Bernanke's Crystal Ball
“Jeepers, creepers…where’d you get those peepers…
“Jeepers, creepers…where’d you get those eyes…”
Thank god for laser eye surgery! Now, the people who were blind to the biggest financial crisis in the history of the world can see clearly again. And what do they see? A recovery!
“Bernanke strikes note of hope on economy,” says the headline in today’s International Herald Tribune.
“The chairman of the Federal Reserve, Ben S. Bernanke, said Tuesday that the US economy appeared to be stabilizing on many fronts and that a recovery was likely to begin this year.”
Is this good news? Or what? ‘Or what’ is our bet.
Yesterday, the markets seemed to take a breather.

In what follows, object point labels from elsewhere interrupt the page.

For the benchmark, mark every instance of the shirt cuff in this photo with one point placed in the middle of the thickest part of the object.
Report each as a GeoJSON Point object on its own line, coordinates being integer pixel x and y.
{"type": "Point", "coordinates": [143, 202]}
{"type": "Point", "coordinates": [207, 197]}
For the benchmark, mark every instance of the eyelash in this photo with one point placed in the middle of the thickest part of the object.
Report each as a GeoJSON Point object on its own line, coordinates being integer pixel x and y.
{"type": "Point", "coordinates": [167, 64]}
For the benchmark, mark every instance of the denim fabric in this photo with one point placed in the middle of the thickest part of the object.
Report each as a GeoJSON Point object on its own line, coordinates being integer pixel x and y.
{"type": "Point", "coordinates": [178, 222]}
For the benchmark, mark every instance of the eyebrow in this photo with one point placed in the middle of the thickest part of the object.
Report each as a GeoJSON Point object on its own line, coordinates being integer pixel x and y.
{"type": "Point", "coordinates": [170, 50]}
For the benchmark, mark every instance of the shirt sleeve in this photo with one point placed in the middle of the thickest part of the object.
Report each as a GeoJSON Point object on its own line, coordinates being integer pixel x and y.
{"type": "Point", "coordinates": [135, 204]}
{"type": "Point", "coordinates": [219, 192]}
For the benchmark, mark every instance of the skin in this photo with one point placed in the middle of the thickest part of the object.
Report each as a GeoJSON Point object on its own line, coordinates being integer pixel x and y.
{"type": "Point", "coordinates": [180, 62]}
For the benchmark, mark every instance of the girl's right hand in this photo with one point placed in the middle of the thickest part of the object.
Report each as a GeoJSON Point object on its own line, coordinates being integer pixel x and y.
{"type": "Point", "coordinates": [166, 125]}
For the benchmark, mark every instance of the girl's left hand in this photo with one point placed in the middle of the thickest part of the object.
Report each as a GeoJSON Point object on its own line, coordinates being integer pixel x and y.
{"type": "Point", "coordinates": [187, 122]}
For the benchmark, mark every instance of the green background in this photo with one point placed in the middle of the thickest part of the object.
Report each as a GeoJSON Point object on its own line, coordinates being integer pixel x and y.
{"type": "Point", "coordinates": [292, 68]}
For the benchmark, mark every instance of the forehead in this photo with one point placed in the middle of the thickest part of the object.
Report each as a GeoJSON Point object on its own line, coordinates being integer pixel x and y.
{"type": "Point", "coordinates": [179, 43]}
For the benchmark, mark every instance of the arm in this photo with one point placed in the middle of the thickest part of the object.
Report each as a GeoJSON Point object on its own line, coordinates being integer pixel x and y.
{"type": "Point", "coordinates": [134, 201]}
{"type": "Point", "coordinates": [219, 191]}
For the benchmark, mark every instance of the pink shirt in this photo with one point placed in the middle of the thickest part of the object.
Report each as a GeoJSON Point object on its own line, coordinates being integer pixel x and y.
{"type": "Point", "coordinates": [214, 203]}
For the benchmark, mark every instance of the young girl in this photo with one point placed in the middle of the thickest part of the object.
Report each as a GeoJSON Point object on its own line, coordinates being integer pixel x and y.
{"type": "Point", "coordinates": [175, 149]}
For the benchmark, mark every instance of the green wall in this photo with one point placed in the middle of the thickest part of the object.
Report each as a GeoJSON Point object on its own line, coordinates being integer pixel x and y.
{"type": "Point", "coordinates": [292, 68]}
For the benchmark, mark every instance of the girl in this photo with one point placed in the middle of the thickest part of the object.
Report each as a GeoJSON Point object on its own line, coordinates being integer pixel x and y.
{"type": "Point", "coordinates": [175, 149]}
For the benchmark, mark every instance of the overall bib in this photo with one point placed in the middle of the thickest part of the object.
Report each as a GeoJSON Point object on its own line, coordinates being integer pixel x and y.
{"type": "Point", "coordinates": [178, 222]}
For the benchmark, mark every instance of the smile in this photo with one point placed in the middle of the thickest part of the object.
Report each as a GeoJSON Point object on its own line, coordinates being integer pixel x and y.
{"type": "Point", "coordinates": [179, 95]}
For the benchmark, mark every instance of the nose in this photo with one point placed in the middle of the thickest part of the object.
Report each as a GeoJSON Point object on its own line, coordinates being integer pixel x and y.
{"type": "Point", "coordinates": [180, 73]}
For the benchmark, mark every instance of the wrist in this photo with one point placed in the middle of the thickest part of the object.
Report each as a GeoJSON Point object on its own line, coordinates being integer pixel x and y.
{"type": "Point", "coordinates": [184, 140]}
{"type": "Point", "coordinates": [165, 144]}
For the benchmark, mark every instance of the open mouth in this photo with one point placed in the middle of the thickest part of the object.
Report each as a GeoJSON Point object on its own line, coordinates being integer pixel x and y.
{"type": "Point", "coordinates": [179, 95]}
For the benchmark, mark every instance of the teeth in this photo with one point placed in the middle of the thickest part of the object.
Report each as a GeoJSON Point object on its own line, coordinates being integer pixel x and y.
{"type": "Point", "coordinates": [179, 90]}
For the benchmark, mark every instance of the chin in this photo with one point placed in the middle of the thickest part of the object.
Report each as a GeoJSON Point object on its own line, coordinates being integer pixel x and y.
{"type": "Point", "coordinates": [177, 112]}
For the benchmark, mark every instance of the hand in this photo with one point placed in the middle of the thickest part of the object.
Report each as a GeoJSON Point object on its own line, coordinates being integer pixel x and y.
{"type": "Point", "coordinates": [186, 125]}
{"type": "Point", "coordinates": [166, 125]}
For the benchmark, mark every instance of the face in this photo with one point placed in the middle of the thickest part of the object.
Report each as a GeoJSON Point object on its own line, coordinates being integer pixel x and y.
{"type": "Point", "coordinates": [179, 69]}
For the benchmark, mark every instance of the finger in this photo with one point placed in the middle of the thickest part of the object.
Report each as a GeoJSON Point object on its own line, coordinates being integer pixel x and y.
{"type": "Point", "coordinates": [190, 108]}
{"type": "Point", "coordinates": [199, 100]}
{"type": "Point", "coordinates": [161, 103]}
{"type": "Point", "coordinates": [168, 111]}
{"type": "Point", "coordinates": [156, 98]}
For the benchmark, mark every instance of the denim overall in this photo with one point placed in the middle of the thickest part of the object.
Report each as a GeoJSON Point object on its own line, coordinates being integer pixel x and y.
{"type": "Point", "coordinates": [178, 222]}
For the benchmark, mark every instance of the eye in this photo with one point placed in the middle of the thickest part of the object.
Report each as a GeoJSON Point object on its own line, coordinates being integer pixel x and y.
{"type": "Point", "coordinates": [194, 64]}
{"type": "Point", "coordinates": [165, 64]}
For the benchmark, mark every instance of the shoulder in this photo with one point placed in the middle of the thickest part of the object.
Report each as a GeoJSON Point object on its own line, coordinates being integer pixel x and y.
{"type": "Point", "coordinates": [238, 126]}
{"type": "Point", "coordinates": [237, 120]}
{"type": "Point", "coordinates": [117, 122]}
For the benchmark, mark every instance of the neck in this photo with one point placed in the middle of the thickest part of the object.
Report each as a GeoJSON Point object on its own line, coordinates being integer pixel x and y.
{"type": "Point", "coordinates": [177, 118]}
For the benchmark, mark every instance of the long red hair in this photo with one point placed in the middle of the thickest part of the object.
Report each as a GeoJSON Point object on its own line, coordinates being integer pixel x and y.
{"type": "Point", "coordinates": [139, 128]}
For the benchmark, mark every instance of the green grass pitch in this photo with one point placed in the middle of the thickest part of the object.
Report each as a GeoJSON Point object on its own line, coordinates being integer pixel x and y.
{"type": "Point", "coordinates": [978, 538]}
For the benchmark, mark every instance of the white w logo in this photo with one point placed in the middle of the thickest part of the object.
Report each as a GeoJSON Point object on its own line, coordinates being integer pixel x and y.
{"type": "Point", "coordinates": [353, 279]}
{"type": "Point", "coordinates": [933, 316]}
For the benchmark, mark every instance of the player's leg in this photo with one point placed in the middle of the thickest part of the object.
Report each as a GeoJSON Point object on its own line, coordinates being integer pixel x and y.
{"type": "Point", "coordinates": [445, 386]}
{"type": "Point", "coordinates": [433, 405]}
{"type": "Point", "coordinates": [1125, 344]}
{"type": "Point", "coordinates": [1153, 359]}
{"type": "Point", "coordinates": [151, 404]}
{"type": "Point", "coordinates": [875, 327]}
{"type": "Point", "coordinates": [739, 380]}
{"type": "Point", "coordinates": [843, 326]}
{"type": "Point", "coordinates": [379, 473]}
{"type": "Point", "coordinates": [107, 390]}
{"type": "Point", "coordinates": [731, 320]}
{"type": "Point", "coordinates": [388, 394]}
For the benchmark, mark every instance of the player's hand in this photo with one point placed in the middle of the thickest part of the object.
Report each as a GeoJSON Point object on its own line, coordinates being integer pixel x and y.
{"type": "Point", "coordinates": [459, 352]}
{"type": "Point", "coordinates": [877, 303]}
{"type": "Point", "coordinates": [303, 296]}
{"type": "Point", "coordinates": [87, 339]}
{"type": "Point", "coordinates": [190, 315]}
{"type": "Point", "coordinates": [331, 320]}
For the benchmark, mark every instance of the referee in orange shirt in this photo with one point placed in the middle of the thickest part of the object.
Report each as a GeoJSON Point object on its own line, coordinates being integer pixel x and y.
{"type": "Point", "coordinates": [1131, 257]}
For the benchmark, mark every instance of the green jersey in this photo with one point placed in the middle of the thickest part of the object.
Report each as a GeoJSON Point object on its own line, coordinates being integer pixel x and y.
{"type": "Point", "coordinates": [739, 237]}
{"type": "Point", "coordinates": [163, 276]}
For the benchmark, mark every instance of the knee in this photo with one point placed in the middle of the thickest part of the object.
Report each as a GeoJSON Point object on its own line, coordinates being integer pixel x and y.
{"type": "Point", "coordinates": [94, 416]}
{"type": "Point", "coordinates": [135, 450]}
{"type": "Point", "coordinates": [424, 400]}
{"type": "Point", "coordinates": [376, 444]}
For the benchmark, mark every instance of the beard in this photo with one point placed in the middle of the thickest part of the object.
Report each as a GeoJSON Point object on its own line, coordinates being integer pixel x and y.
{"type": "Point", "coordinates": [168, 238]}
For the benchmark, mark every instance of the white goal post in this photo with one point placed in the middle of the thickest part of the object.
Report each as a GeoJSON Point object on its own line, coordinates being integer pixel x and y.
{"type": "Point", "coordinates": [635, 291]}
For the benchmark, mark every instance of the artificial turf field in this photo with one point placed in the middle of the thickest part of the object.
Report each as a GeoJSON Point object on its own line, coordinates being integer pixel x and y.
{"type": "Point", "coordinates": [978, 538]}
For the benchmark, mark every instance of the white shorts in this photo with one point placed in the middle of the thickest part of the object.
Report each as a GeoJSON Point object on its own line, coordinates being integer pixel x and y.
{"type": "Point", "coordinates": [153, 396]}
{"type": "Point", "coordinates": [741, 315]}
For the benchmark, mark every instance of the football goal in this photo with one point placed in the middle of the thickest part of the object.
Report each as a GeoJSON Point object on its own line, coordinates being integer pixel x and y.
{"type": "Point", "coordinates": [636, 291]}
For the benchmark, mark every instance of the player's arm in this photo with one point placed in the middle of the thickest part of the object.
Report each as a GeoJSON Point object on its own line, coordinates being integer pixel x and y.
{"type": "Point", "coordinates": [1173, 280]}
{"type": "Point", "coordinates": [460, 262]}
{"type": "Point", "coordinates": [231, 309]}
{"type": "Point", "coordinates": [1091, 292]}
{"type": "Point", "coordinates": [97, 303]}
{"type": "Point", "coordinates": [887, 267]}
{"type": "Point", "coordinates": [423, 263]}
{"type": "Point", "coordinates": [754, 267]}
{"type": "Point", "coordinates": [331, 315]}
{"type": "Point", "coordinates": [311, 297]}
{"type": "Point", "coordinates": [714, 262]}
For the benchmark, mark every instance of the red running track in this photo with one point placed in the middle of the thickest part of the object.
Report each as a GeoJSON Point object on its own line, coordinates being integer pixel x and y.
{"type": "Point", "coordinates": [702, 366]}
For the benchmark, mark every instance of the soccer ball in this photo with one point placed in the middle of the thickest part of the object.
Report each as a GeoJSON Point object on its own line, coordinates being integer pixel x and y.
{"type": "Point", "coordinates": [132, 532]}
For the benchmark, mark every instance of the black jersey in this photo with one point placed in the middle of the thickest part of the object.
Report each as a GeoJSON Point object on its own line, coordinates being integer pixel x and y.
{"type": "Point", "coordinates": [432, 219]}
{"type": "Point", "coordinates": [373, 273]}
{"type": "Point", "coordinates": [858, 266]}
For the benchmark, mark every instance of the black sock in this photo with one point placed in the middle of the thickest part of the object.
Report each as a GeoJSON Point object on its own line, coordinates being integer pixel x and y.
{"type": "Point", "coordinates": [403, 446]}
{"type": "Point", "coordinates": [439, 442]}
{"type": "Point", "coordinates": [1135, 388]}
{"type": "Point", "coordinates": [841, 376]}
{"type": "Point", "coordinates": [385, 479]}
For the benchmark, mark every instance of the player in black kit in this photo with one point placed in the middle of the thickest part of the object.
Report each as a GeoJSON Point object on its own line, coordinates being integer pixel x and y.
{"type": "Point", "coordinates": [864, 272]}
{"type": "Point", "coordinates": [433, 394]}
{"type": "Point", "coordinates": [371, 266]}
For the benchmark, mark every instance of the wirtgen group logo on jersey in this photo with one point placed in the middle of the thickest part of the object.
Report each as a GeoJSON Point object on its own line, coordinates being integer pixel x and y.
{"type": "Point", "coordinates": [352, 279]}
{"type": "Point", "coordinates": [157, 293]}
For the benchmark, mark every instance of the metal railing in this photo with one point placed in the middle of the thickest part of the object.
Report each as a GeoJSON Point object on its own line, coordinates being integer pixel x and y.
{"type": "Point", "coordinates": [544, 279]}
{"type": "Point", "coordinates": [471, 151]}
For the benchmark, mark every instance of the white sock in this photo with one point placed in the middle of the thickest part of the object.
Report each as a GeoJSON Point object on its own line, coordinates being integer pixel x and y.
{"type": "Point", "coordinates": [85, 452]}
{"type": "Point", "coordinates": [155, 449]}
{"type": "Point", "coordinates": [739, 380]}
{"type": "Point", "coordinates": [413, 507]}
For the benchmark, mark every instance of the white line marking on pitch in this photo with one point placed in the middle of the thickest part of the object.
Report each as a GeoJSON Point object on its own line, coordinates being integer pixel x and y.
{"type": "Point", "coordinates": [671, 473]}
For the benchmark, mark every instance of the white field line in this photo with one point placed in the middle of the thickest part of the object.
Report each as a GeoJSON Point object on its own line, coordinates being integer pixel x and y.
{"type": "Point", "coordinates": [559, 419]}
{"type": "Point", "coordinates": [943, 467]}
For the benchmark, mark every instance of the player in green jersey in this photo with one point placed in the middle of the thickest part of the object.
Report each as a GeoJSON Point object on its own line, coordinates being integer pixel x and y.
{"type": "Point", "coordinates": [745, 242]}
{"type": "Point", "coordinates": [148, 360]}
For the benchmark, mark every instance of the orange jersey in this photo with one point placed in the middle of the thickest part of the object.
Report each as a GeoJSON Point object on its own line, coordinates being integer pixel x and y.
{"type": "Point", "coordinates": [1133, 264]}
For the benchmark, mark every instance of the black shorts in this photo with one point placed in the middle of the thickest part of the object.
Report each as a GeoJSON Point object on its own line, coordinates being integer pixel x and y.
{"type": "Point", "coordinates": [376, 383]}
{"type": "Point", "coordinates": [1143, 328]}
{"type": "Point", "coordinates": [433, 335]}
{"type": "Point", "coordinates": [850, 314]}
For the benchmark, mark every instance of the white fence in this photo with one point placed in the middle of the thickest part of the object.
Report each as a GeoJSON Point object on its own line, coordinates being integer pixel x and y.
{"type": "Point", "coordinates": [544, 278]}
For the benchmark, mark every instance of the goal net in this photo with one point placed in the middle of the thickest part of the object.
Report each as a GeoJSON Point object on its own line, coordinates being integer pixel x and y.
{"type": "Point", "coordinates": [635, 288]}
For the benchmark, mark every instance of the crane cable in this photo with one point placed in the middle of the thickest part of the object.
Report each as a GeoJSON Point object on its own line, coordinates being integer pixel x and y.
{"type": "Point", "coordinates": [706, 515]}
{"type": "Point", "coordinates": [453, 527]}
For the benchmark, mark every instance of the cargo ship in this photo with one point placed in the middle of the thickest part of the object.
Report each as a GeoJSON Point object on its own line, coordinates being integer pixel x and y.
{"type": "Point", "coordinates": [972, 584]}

Stocks fell slightly. Oil slipped a bit too. The dollar remained where it was…but still on a downward trend. And gold held steady…at $902 an ounce.
Can the feds now fix the trouble they never saw coming? Can the people who ran banks into the ground now run the banks that will help finance the recovery? Can the investors who bought trashy investments with borrowed money now recognize the good investments that are put in front of them?
Neither Ben Bernanke, Tim Geithner, Hank Paulson nor Alan Greenspan could see it – but there was something clearly wrong with the Bubble Economy of 2001-2007. We said so many times.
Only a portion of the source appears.